F.: No, en ese fallo por la ejecución del convenio que los Greco firmaron con el gobierno de Alfonsín el juez Francisco de Asís Soto declara que el convenio es de cumplimiento imposible y que una indemnización por daños deberá fijarse, pero en otro juicio donde las partes deben presentar los créditos y débitos que tienen para calcular la indemnización. Y ese convenio era de cumplimiento imposible, no sólo porque muchas empresas de ellos ya estaban liquidadas, sino también porque los Greco no habían cumplido casi ninguna de las obligaciones que asumieron. Ese fallo es el que aceptó la abogada del Estado María Eugenia Martínez, y está bien que lo haya hecho. De ahí en adelante se debía empezar otro juicio.

CAMBIO DE RUMBO

P.: Llegamos ahí a fines de 2002, cuando los Greco inician la segunda ejecución...

F.:
Exacto, y en la contestación de la demanda que les hace Martínez recuerda todos los pagos que el Estado hizo por cuenta de los Greco a distintos acreedores. Se hicieron en el Juzgado 26, Secretaría 51, donde tramitaban las quiebras.

P.: ¿Cuánto era el monto?

F.:
En ese momento el Estado les reclamaba a los Greco una deuda $ 547 millones. Eran casi $ 447 millones por lo que se había pagado a cuenta de sus deudas y otros $ 100 millones por indemnizaciones que debían pagar, entre otras cosas por paquetes accionarios que no cedieron. Martínez pidió que se presentara toda la prueba que estaba en los expedientes de las quiebras. Eran 34 pliegos de pruebas. Estábamos ya en mayo de 2003

P.: ¿Qué respondieron los Greco a eso?

F.: Es curioso, sólo se opusieron a que se abrieran las pruebas.

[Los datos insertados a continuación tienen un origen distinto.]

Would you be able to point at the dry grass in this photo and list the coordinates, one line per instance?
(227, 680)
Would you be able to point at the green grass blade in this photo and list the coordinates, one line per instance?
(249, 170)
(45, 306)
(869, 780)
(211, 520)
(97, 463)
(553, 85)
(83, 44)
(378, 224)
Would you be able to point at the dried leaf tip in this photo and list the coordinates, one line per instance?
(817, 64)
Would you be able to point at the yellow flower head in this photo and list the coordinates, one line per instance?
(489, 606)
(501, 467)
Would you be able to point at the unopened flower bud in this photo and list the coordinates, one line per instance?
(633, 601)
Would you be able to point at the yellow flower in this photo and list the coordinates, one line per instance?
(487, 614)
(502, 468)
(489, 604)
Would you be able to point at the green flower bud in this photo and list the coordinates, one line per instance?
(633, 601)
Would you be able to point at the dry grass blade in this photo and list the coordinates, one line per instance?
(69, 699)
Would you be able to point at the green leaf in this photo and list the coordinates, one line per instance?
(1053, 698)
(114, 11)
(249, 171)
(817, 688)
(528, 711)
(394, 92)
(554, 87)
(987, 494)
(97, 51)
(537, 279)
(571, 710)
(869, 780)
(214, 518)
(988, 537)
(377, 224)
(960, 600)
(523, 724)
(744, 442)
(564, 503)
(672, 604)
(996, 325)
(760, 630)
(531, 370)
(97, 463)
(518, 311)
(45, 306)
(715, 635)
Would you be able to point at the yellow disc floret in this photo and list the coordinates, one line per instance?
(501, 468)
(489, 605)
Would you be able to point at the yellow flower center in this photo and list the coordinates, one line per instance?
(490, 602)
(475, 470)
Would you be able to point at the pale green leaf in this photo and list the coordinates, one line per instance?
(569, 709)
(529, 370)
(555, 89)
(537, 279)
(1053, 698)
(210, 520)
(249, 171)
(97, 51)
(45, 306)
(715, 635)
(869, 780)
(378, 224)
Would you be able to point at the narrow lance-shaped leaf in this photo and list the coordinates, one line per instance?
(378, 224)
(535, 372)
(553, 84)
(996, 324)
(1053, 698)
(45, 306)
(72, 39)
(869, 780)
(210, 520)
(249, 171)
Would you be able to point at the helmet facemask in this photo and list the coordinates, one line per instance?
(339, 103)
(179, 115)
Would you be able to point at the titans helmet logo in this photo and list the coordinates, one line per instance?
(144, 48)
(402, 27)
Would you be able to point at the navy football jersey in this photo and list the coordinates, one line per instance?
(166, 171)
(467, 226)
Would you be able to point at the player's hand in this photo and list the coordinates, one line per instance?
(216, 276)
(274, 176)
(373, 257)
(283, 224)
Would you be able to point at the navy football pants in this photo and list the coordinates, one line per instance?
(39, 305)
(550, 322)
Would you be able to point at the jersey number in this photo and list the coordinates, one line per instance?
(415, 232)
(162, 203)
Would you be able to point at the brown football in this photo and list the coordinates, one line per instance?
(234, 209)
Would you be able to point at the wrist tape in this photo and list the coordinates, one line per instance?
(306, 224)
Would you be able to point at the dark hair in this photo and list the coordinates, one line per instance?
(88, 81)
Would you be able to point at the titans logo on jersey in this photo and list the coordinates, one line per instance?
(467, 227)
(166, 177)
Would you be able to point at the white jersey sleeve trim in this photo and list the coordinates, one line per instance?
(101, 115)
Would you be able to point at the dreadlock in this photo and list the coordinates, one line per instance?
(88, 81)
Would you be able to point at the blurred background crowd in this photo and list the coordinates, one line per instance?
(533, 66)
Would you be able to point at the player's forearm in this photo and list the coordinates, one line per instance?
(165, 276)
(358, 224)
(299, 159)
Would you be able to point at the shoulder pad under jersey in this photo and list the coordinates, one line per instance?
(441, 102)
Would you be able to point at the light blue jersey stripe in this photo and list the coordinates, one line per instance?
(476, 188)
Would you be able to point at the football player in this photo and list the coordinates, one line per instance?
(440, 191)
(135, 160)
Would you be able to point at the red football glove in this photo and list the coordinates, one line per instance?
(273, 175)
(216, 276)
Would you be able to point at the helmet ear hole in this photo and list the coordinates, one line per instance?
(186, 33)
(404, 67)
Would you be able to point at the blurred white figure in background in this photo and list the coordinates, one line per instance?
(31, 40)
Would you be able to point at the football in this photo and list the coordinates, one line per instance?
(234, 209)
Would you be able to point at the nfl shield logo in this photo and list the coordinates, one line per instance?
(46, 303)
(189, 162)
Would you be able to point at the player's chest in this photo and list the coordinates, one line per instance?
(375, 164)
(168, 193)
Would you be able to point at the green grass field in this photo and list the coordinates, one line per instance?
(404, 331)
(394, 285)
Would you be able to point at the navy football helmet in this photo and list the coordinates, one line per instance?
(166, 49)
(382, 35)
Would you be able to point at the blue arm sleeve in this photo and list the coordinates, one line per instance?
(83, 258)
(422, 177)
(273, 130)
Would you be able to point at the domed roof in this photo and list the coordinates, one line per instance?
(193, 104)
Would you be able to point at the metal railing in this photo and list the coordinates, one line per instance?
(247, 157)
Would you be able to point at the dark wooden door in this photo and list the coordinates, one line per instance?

P.: ¿Cómo siguió ese juicio?

F.:
Martínez renuncia al ministerio y toma la causa la abogada Beatriz Pernas, que en realidad trabajaba bajo órdenes de Yolanda Eggink, ex directora de Asuntos Jurídicos del ministerio y ahora investigada por este tema. Poco después comienza a cambiar el rumbo del expediente.

P.: ¿Cómo fue?

F.:
Entre mayo y junio de 2004 los abogados de los Greco piden una audiencia de conciliación, raro si supuestamente tenían todo para ganar. Pero esa audiencia se pospone para el 12 agosto del mismo año y de allí en adelante se empiezan a pedir nuevas audiencias. Hubo una el 30 de setiembre, otra el 30 de noviembre, se prorroga el plazo nuevamente al 15 de diciembre y después al 10 de marzo de 2005. En ninguna había discusión ante el juez ni acuerdo.

P.: ¿Qué estaba pasando?

F.:
Es una pregunta de jardín de infantes...

P.: No, quiero que usted me lo diga...

F.:
Estaban negociando en algún lugar...

P.: ¿Y quiénes hacían falta en esa negociación?

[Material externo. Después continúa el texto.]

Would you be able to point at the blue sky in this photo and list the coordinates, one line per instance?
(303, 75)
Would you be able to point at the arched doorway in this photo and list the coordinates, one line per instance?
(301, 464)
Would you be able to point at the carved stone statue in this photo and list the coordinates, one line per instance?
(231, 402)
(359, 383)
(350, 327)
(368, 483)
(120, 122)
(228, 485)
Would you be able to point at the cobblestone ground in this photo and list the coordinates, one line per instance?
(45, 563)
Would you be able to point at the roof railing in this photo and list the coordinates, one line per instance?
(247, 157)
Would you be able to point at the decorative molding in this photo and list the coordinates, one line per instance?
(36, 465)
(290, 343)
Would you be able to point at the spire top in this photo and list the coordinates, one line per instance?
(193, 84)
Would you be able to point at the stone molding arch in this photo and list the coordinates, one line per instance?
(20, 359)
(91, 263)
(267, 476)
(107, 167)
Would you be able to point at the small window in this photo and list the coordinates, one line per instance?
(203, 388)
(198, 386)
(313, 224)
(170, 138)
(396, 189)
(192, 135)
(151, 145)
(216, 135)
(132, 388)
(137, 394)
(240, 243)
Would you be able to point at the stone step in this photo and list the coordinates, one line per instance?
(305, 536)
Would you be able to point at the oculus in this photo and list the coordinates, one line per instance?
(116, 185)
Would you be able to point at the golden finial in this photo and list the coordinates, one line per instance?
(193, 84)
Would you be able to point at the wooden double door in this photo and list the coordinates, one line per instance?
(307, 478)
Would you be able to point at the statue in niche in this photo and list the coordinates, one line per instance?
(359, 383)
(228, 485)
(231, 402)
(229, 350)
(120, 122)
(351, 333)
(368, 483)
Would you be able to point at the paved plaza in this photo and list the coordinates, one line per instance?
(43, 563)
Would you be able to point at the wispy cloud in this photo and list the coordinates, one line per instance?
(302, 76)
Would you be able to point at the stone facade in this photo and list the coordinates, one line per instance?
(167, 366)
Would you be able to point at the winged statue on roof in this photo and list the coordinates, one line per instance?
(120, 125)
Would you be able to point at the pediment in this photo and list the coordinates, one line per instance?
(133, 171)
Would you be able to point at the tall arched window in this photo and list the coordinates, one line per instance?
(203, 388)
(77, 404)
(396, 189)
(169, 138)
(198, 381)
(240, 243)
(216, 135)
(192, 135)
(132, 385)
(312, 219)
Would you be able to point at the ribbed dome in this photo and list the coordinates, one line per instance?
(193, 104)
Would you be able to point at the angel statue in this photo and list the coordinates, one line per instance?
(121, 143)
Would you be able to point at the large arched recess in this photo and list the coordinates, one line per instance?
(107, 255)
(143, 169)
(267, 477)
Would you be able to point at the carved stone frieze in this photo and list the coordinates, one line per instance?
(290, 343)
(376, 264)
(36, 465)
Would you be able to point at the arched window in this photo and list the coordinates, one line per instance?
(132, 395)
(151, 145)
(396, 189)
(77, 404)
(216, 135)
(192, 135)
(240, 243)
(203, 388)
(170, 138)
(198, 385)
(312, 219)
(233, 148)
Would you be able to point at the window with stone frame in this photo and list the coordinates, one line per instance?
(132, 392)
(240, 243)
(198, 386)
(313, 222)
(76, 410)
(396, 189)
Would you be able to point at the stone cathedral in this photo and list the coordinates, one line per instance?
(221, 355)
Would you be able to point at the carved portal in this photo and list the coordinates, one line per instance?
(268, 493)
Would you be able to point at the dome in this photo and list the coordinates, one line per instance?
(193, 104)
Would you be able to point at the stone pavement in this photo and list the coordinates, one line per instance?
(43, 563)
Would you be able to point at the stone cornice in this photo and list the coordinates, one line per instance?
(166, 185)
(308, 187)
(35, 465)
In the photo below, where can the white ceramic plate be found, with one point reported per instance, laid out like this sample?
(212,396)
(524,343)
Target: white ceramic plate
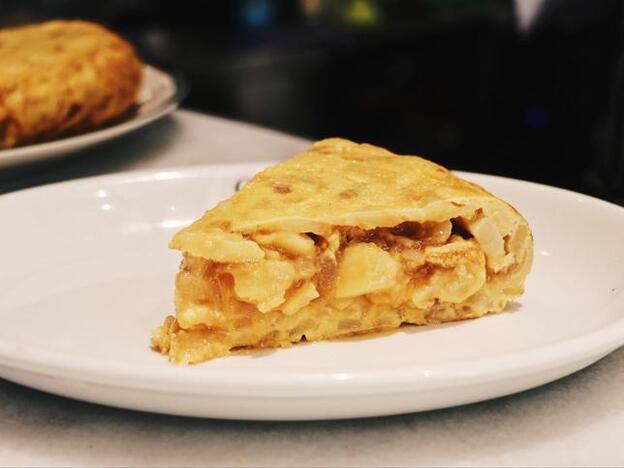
(159,95)
(86,275)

F.: Yo le diría que para arreglar una cosa así usted necesita a funcionarios de la línea del ministerio, algún subsecretario que ponga la firma y una ayuda de la Procuración. Recuerde que por entonces estamos hablando de la época de Roberto Lavagna.

P.: ¿Cómo terminó?

F.:
Sorpresivamente el Estado se presenta y dice reconocer parte de la deuda que exigían los Greco. El grupo consiente esa liquidación y al juez no le queda otra que homologar el acuerdo. Eso es lo que ahora quieren cobrar.

P.: ¿Y el tramo que corresponde a Miceli?

F.: Miceli es culpable de haberse comido el garrón del proyecto. Y deberá investigar quién le llevó el expediente hasta su despacho. Pero en el ministerio saben que estaba muy cerca de su oficina.